Re: Bag of Data Anti-pattern (was: Re: DID Spec Closure Process: Harmonize our two Cryptographic Key Material Proposals?) from Joe Andrieu on 2018-01-03 (public-credentials@w3.org from January 2018)

From: Joe Andrieu <joe@joeandrieu.com>
Date: Wed, 03 Jan 2018 01:40:34 -0800
To: public-credentials@w3.org
Message-Id: <1514972434.3529995.1222511440.5A32B6E0@webmail.messagingengine.com>
 +1 to Manu's comments on the "Bag of Data" anti-pattern.
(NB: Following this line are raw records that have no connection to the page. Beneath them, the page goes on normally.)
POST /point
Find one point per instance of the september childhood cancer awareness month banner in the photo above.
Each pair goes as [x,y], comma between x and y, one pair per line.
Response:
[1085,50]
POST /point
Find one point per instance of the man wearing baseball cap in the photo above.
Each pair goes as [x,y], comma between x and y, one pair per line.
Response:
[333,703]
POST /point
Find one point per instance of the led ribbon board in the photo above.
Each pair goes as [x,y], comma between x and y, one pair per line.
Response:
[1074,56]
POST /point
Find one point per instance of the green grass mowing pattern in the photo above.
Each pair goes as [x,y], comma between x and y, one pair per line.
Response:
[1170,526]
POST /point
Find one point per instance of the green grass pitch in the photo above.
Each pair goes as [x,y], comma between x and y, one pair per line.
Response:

My  experience is that naming things based on what they do--on their function--
rather than what they are, is more understandable and more resilient. It
separates the function of the thing from its implementation or
manifestation.
Keys are a good solution to a particular part of DIDs, but naming that
role "keys" is, IMO, overly generic. The term doesn't explain what
function the keys are used for, nor does it afford non-key mechanisms
for that functionality.
*FUNCTION*
There are at least two functions of "keys" *inherent* in DIDs:
1. To specify, in a public way, how one verifies authority to modify the
   DID document.2. To specify, in a public way, how one verifies  authority to present
   as, or act on behalf of, the entity referred to by the DID.
Given the cryptocurrency best practices wrt cold storage, I'm
surprised folks are advocating that the same key used to modify the
DID document ALSO be used for daily transactions, such as
authenticating at a website. Even in a disposable DID mindset, it
should be easy to imagine use cases where longer term persistence of a
DID is valuable for intentional correlation, making separation of
concerns within a DID vital.
At Rebooting Web of Trust in Boston, at TPAC, and on CCG calls, there
has been a push to address function #2 in a way that allows delegation
of authority in an object capabilities manner. Just now, typing up #2, I
struggled with the language about whether or not DID Auth means the user
is "presenting as" versus "acting on behalf of" the DID entity, not to
mention any mechanisms for limiting or attenuating that delegation. The
"bag of keys" approach doesn't provide much forward looking freedom to
figure out how to do this.
The simplest mental model is to assume that control of a DID key means
you can do anything. But there are significant uses where isolating the
function of different keys--and delegating such functions--is so
valuable as to be worth consideration as a requirement.
*MECHANISM*
The fact that we like using key pairs is great, but there are other
ways. Biometrics has been mentioned. That  lacks cryptographic
verifiability, so I can see how it may seem a non-issue to some,
especially for function #1 modifying the DID document. However, for
function #2, authenticating as the DID entity, it seems
particularly useful.
Even if we stick to cryptographic-based mechanisms, there are several
additional possibilities.
A. Use a hash of a public key instead of the actual public key, ala
   bitcoin addresses.B. Use a smart contract of some kind. Even Bitcoin's scriptSig is more
   flexible than simply listing keys.C. Use an entry in different ledger by reference, as an external oracleD. Use a DID, essentially a special case of C, which may be on the
   same ledgerE. Use some form of object capability magic (TBD) 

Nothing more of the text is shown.